It will be seen by this deed that it was made the duty of the trustees, as soon as practicable, and without sacrifice of the interest of Mrs. Law in the estates of George Washington and her father, John Parke Custis, to convert the property into money and invest the same in stock or other securities, and after setting apart the sum of $10,000 assigned to her absolutely, the income of the residue was to be applied to her for life, and, after her death, to the husband, if he survived, for life, and at his death the whole, principal and interest, to be transferred to Eliza, the daughter. And it was this residue, thus ultimately to be transferred to her, which, when ascertained and known, the father covenanted immediately thereupon to secure to her a like sum, to be paid out of his estate at the death of both parents. The conversion of the residue of the estate thus limited, and ascertainment of the amount of it in money or stocks or other securities, as prescribed in the deed, are, by the very terms of the covenant, a condition precedent to the obligation of the father to secure a like sum to the daughter. An appraisal or valuation of this residue of Mrs. Law's interest in the two estates will not answer the condition. The amount must be ascertained by a conversion of the property into money or its equivalent. This is not only the fair meaning of the terms of the covenant, but the obvious intent of the parties in the connection in which it is found.
This being, in our view, the true construction of the covenant, it is only necessary to say that there was no evidence before the auditor that its condition had been complied with,
either in the lifetime of the testator or since his death. We are of opinion, therefore, that the claim was properly rejected.
The third claim arises upon a codicil to the will of the testator, Thomas Law, which bequeaths to the three grandchildren, the children of his daughter Eliza by Lloyd N. Rogers, $8,000 each, upon this express condition that if the grandchildren, as heirs or devisees of their late grandmother, Mrs. Law, shall claim or demand &c., any portion of his estate, rights, or credits, under or by virtue of certain indentures in the said codicil specially enumerated, then and in that case the bequest in the codicil to be null and void.
The other legatees under the will of the testator object to the allowance of these three legacies for the reason that the condition upon which they were to become null and void has happened -- namely a claim against the estate of the testator as heirs or representatives of their grandmother, Mrs. Law. The auditor, after stating the facts of the case as presented to him, and the question of law arising out of them, referred it to the court below for their direction.

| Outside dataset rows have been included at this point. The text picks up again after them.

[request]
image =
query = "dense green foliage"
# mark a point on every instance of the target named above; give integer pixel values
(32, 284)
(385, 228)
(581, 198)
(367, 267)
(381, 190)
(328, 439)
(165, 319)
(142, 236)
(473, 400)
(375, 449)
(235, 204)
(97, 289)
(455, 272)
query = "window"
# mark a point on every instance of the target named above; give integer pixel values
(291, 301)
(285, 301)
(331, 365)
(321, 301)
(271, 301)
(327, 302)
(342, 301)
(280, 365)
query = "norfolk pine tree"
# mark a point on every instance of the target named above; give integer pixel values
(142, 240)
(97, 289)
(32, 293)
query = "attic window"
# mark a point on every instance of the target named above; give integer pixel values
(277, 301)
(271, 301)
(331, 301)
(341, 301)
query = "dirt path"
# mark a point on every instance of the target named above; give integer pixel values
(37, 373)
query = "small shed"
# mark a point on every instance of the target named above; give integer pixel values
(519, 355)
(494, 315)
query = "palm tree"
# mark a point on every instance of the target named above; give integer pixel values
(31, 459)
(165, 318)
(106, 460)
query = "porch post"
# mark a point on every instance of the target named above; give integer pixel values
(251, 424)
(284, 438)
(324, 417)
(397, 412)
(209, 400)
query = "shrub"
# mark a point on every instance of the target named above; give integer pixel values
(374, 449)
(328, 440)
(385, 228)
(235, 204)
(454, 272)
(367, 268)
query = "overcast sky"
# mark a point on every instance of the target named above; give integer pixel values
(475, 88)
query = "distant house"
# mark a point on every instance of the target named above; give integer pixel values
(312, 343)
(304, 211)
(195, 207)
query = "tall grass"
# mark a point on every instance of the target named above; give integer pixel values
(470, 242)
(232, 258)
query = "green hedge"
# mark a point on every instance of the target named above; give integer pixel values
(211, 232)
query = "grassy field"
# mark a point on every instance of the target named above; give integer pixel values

The court held that the sum of $32,585 76, which had been awarded to Lloyd N. Rogers as administrator of Eliza, his wife, and which was claimed and allowed under one of the interdicted deeds, and which belonged to her children, as distributees, if claimed or received by them, would be inconsistent with their right to the legacies according to the condition of the bequest, and by the decree gave the choice to the legatees to take the legacies under the will or the distributive shares of the fund. The court was of opinion that no claim had yet been made for the distributive shares, but that, according to the true meaning of the bequest, the legatees were not entitled to both funds, and that, for the purposes of the settlement of the estate, they should be put to their election within a time mentioned. We are inclined to think, upon the facts in the case, a claim had already been made of the fund by the legatees and those representing them, which came from the estate of the testator through their grandmother, under and by virtue of one of the interdicted deeds, and which operated to annul the legacies; but as the views of the court
below and the decree in pursuance thereof lead to the same result substantially, it is unnecessary to interfere with them.
The condition upon which the legacies were to fall is very specific and explicit: that
"If the said children . . . or either of them, or any person or persons on their behalf or account, or in behalf or on account of either of them, as heir or heirs-at-Law, or devisees or devisee of their grandmother, . . . shall claim, ask, or demand, sue for, recover, or receive any part or portion of my estate, rights or credits, either in my lifetime or after my decease under or by virtue of certain indentures [enumerating three] or under or by virtue of any other indenture, . . . which the said Thomas Law and E. P. Law, or E. P. Custis, meaning Mrs. Law, may have been parties or to which any other person or persons with the said Thomas Law may have been parties for the benefit of E. P. Law, or E. P. Custis, or her heirs, then and in that case the bequest &c., shall be null and void."
Besides the distributive shares to the grandchildren, which the court below held as coming from one of the interdicted deeds and inconsistent with the condition upon which the bequests of the legacies were made, the two surviving grandchildren had set up a claim in that court to an interest amounting to the sum of $66,154 84, under the interdicted deeds of 1796, 1800, and 1802, and which sum was awarded to them by the decree of the court. On an appeal to this Court, the decree was reversed and the claim disallowed, as will be seen in the report of the case already referred to. We are of opinion this claim and litigation were in violation of the condition annexed to the bequest of the legacies. The legatees are forbidden to claim, ask, demand, sue for, recover, or receive any portion of the estate of the testator under these deeds as the representatives of their grandmother.
The testator in his will had stated his fears that he had settled upon the children of his daughter -- these grandchildren -- more than the other grandchildren would receive from his estate unless his property should rise in value, in which case he would make another will. This impression doubtless led to the stringent condition annexed to the bequest in the codicil
which was executed nearly two years later. The condition is not put upon the possession, recovery, or receipt of any portion of his estate under these deeds, but upon a claim or demand or suit for the same, and the testator directs, if the terms of the bequest are not acceptable to the grandchildren, that his executor shall contest with them to the utmost their right to claim the legacies. It may well, we think, be doubted if the judgment of the court against their claim, under these deeds, after a long and expensive litigation, can save the legacies from a breach of the condition. The very special terms of it would seem to have been intended to save the estate from any such litigation so far as regarded the right to the enjoyment of the legacies.
An objection was taken, on the argument, to the legal effect and operation of this condition, but we entertain no doubt as to its force and validity. The condition is Lawful, and one which the testator had a right to annex in the disposition of his own property. The legatees are not bound to accept the bequest, but, if accepted, it must be subject to the disabilities annexed; it must be taken cum onere or not at all.
There are some other items of minor importance, to which exceptions have been taken, but we see no well grounded objection to them.
The decree of the court below affirmed.